Code showing difference in number of transcripts:
# building tx2gene from normal gtf file
gtf.hs.ensembl <- rtracklayer::import('Homo_sapiens.GRCh38.113.gtf')
tx2gene.gtf <- mcols(gtf.hs.ensembl)[,c(7,10)] %>%
as_tibble() %>%
dplyr::rename(gene_name = gene_name, target_id = transcript_id) %>%
dplyr::select(target_id, gene_name) %>%
na.omit() %>%
distinct(target_id, .keep_all = T)
# building tx2gene from chr_patch_hapl_scaff gtf file
gtf.hs.ensembl.hapl.scaff <- rtracklayer::import('Homo_sapiens.GRCh38.113.chr_patch_hapl_scaff.gtf')
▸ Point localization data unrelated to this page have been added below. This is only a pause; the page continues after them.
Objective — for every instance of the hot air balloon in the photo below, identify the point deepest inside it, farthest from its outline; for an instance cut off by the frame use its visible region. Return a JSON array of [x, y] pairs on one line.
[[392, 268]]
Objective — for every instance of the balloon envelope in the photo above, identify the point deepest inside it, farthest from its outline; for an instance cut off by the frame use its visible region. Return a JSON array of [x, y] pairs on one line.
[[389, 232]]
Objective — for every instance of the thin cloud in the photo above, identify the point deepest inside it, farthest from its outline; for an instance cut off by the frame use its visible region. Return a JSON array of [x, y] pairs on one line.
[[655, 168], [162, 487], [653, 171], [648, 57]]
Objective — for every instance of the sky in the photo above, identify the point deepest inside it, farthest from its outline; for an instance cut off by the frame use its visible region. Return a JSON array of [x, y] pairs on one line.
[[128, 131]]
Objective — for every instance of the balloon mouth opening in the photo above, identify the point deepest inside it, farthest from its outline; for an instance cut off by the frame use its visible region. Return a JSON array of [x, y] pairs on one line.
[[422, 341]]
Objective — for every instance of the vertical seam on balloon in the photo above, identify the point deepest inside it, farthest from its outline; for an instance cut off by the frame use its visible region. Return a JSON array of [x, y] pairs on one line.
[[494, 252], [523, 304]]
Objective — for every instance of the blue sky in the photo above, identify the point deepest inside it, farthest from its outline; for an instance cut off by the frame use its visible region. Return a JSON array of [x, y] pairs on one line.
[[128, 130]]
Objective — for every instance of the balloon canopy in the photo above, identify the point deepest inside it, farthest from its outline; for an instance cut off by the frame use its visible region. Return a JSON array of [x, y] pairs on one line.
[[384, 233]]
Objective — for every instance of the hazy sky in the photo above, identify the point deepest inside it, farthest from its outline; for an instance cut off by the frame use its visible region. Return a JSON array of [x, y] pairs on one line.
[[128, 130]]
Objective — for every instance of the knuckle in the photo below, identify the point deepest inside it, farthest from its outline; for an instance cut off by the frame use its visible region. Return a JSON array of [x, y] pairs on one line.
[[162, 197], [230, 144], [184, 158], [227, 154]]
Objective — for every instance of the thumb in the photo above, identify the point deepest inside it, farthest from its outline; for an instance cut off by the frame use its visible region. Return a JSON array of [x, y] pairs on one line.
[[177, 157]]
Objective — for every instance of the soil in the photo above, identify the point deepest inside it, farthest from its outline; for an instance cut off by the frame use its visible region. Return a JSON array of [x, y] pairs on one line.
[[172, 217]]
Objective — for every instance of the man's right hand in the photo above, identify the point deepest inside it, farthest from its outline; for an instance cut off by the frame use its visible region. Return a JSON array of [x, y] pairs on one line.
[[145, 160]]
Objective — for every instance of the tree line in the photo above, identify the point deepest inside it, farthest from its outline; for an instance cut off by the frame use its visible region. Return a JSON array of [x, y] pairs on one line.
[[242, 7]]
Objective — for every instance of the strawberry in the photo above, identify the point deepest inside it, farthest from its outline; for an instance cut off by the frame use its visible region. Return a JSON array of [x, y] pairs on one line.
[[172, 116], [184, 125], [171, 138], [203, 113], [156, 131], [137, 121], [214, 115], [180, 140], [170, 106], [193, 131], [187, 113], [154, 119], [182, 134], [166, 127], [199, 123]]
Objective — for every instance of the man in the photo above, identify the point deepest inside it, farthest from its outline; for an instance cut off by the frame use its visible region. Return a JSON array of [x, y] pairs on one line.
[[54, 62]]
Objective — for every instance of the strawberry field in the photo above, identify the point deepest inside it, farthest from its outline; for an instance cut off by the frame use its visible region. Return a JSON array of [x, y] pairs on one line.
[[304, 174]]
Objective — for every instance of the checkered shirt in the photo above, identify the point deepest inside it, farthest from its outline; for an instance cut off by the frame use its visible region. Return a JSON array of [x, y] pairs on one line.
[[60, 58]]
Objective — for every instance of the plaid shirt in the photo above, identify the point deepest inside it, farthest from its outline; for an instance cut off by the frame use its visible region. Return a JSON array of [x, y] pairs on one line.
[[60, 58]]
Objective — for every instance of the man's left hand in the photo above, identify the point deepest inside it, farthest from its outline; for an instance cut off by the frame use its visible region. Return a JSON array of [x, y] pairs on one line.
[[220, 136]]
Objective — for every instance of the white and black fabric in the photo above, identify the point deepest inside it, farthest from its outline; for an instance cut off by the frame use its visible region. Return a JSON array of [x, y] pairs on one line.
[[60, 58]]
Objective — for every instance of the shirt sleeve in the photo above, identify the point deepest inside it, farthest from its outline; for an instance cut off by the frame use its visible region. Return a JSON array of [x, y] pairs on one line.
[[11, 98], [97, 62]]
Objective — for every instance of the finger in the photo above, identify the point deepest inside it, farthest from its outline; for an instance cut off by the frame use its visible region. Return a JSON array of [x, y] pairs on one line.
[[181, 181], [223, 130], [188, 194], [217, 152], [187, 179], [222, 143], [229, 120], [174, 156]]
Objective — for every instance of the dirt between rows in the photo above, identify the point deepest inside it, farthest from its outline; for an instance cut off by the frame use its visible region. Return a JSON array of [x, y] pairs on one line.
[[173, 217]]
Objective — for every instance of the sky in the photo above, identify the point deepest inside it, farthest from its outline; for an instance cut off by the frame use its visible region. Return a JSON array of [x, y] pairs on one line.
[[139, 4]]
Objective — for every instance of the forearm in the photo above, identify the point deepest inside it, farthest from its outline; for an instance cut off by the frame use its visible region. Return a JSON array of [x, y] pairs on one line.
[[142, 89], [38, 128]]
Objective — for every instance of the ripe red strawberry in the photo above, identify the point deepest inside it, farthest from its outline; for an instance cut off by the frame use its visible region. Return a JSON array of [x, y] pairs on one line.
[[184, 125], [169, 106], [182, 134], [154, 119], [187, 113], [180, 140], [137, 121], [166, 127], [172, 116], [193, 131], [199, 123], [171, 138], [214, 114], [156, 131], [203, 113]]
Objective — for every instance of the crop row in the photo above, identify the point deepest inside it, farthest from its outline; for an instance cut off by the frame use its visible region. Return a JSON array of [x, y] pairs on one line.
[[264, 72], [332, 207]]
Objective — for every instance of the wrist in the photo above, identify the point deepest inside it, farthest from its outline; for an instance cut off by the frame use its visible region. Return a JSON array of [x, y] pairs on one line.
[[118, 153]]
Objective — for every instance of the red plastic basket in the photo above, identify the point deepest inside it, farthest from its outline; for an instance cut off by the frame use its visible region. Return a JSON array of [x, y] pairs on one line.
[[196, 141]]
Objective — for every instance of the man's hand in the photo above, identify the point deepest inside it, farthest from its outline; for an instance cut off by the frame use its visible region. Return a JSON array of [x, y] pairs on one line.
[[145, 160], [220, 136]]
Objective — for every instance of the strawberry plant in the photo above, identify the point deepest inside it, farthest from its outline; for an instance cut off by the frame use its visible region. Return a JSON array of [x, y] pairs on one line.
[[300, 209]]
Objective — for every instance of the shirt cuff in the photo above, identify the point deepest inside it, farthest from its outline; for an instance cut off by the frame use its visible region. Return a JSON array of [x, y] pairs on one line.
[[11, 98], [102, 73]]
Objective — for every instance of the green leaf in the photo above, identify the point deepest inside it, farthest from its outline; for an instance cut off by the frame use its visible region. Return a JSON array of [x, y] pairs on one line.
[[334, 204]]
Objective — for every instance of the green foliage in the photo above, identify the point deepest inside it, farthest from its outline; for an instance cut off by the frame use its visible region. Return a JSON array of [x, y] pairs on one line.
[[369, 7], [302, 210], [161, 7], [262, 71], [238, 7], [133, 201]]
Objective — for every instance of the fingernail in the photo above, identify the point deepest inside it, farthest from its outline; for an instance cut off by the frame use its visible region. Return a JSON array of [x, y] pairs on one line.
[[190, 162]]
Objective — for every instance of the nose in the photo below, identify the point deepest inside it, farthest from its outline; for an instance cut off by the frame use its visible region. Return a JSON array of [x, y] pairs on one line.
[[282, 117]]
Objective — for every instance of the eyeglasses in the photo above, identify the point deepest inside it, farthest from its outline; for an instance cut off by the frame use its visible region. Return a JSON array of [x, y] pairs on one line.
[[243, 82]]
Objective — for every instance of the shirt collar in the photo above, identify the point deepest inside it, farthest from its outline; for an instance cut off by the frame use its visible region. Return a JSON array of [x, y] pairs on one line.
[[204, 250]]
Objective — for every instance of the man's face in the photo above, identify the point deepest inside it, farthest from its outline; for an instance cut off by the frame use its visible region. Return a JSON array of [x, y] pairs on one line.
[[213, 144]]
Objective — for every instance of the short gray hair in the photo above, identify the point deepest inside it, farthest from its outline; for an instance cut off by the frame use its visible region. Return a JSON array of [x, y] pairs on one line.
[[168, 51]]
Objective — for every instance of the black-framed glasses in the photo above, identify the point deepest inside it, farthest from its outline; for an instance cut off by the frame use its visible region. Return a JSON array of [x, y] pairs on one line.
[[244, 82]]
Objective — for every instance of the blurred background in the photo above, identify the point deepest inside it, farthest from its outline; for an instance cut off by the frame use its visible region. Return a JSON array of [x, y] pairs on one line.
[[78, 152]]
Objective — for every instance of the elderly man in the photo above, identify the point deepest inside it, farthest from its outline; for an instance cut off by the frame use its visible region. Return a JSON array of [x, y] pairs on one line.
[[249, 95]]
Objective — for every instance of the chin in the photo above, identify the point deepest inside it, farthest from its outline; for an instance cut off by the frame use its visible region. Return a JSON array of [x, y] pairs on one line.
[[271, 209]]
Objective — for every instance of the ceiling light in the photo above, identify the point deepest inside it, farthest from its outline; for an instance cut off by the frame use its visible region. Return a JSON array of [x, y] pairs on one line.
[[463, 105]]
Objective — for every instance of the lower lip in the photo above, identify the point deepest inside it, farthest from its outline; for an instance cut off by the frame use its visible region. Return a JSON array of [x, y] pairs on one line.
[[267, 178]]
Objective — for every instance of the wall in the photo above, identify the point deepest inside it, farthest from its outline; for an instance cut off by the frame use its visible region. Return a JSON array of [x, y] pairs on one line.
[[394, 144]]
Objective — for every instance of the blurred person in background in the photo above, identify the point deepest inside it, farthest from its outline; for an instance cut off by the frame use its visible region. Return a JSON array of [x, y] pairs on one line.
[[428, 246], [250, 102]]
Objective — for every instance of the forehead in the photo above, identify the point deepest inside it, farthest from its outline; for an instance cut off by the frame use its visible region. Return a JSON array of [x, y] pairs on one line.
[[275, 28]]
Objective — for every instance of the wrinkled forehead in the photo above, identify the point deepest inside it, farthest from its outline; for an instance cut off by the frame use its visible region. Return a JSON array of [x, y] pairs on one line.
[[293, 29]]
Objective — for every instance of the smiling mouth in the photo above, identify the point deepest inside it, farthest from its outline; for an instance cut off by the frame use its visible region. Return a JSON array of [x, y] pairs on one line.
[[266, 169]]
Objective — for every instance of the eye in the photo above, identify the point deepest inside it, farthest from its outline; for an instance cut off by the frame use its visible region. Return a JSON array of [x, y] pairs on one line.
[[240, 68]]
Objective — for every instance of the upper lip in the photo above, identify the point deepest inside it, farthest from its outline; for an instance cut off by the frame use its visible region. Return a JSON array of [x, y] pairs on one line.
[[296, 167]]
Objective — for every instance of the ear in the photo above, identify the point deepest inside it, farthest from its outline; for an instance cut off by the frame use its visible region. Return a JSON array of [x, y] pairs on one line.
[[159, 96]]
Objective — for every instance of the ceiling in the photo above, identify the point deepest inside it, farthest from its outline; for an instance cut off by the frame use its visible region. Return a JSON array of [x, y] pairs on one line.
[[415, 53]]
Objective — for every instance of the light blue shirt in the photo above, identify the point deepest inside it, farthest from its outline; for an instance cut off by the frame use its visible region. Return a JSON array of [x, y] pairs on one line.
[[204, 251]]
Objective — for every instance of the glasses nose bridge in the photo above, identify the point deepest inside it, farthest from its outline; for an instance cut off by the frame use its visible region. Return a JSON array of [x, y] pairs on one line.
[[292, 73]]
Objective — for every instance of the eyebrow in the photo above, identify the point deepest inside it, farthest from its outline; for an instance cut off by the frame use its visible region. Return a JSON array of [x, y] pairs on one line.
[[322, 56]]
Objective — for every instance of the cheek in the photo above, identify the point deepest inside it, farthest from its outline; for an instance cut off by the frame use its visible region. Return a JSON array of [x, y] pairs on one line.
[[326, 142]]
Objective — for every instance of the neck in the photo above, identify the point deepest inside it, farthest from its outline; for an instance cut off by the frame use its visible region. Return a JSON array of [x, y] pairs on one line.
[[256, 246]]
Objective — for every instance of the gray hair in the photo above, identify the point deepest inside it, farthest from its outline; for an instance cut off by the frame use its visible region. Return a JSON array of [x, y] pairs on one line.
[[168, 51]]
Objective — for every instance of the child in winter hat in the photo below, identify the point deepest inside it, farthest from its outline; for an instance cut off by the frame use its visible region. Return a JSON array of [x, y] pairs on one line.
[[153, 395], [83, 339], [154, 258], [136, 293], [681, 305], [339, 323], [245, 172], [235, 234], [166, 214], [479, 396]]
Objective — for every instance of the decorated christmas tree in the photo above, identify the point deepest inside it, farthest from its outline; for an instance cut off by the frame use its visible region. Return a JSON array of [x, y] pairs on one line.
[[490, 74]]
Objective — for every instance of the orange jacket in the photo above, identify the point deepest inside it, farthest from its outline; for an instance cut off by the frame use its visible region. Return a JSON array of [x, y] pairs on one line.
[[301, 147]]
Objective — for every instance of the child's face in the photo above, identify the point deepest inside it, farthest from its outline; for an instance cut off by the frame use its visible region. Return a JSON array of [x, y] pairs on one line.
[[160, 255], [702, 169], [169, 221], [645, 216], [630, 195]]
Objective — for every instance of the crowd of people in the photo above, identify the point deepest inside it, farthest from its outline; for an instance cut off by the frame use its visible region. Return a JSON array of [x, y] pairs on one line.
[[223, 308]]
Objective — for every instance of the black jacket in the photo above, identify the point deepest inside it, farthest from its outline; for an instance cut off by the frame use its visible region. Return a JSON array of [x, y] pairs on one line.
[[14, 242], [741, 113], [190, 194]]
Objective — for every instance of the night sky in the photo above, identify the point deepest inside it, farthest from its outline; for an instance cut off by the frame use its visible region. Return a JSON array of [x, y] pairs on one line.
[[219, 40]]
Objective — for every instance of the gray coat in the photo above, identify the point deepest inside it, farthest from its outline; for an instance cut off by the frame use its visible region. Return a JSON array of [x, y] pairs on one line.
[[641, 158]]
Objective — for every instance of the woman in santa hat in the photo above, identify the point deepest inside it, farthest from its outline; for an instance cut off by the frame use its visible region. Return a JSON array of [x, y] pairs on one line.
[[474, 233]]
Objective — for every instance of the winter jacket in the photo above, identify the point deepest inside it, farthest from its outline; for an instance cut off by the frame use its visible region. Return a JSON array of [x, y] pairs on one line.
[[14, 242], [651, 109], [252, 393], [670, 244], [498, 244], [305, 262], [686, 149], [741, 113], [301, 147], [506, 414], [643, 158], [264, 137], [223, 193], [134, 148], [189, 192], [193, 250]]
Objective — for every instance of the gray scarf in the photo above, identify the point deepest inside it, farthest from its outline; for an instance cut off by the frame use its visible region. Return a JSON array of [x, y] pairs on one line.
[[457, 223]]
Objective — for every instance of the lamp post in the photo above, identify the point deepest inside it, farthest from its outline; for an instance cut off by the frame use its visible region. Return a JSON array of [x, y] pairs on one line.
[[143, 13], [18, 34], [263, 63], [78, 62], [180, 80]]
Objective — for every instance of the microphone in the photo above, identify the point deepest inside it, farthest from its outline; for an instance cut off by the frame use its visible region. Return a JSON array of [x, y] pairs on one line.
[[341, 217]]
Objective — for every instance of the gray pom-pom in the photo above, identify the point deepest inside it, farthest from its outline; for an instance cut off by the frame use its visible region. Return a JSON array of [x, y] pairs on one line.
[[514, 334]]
tx2gene.gtf.hapl.scaff <- mcols(gtf.hs.ensembl.hapl.scaff)[,c(7,10)] %>%
as_tibble() %>%
dplyr::rename(gene_name = gene_name, target_id = transcript_id) %>%
dplyr::select(target_id, gene_name) %>%
na.omit() %>%
distinct(target_id, .keep_all = T)
> # running tximport with normal gtf
> Txi_gene <- tximport(path,
+ type = "kallisto",
+ tx2gene = tx2gene.gtf,
+ txOut = FALSE,
+ countsFromAbundance = "lengthScaledTPM",
+ ignoreTxVersion = TRUE)
Note: importing `abundance.h5` is typically faster than `abundance.tsv`
reading in files with read_tsv
1 2 3 4 5 6 7 8 9 10
transcripts missing from tx2gene: 25650
summarizing abundance
summarizing counts
summarizing length
>
> # running tximport with chr_patch_hapl_scaff gtf
> Txi_gene <- tximport(path,
+ type = "kallisto",
+ tx2gene = tx2gene.gtf.hapl.scaff,
+ txOut = FALSE,
+ countsFromAbundance = "lengthScaledTPM",
+ ignoreTxVersion = TRUE)
Note: importing `abundance.h5` is typically faster than `abundance.tsv`
reading in files with read_tsv
1 2 3 4 5 6 7 8 9 10
transcripts missing from tx2gene: 7129
summarizing abundance
summarizing counts
summarizing length